Tuesday, January 10, 2012

Executive Compensation and the Evils of Income Inequality: How I Once Again Know the Answer to Everything.


This is my response to someone's comment about Tim Cook' compensation package not being unreasonable.
I am ashamed at how articulate and civilized I was. My apologies to you all.


 There is almost correlation behind excessive CEO salaries, stock performance and economic growth. The rub is that he Tim Cook will pay taxes at a lower rate than all but the poorest Americans, which means effectively, if we are running a deficit, we are subsidizing his paycheck.
   For an individual to get paid an enormous sum isn't a bad thing, it is the fact that it is a societal norm that is bad. The massive concentration of wealth at the top of the income spectrum is highly deleterious to any society-to the point that it is one of the statistical indicators the CIA uses to determine how stable a country might be. The greater the income inequality the higher the likelihood of violent insurrection.
Currently, according to the CIA World Fact Book, the US should be involved in violent civil unrest and social upheaval up to and including rebellion and revolution.
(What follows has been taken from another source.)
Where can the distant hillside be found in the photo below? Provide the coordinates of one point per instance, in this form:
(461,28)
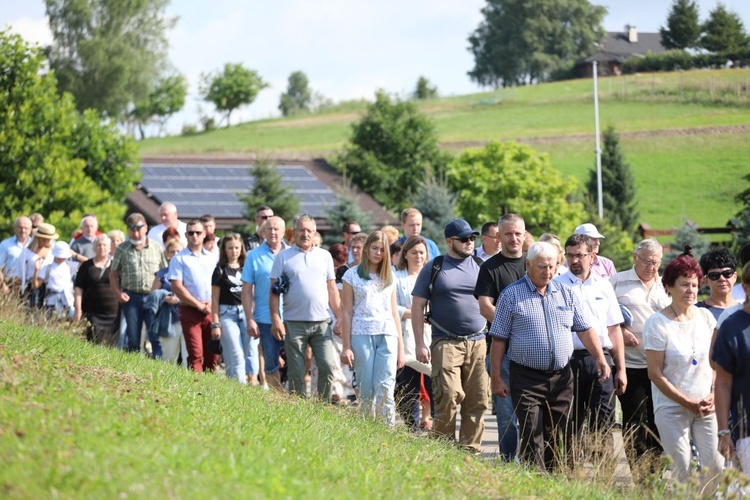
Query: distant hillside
(686,135)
The US currently ranks lower than several countries that are undergoing such destructive social change. This fact has been one of the issues that has caused Sec. Napolitano (among others) to make statements that people find offensive and potentially threatening of civil liberties. It isn't just out of thin air.
The threat of an overly-unbalanced distribution of wealth is one of the primary drivers behind progressive income taxes with a deduction-laden incentives. The idea is not to prevent great wealth, but to prevent great, unearned wealth not tied to any productivity. Especially in these days of a globalized economy, someone worth millions or billions doesn't necessarily take their massive windfall and invest it in another business venture, the people they PAY to handle their money have a fiduciary responsibility to put that money where it will have the most opportunity to grow. For the last 10-15 years that has been OUT of the United States (not my opinion, the opinion of former Sec. Labor Robert Reich). Higher tax rates with targeted deductions are a 'passive' government incentive to reinvest money here.
   As for the the income inequality, check into: http://www.wagingnonviolentstruggle.com/
-and its correlation to not only the Occupy movement but the Arab Spring and the fall of the Iron Curtain. It is one of the reasons why all those demonstrations have been peaceful.
   I am not saying that the government should put a direct cap on what a CEO can make, but there should be some incentive to EARN the money. Jobs-love him or hate him-revolutionized the way humans interact with information, create, design, and do business as did Henry Ford and many others who built great fortunes, they didn't step into a position that already existed and Hoover massive amounts of cash out of it regardless of their abilities. There is a major difference.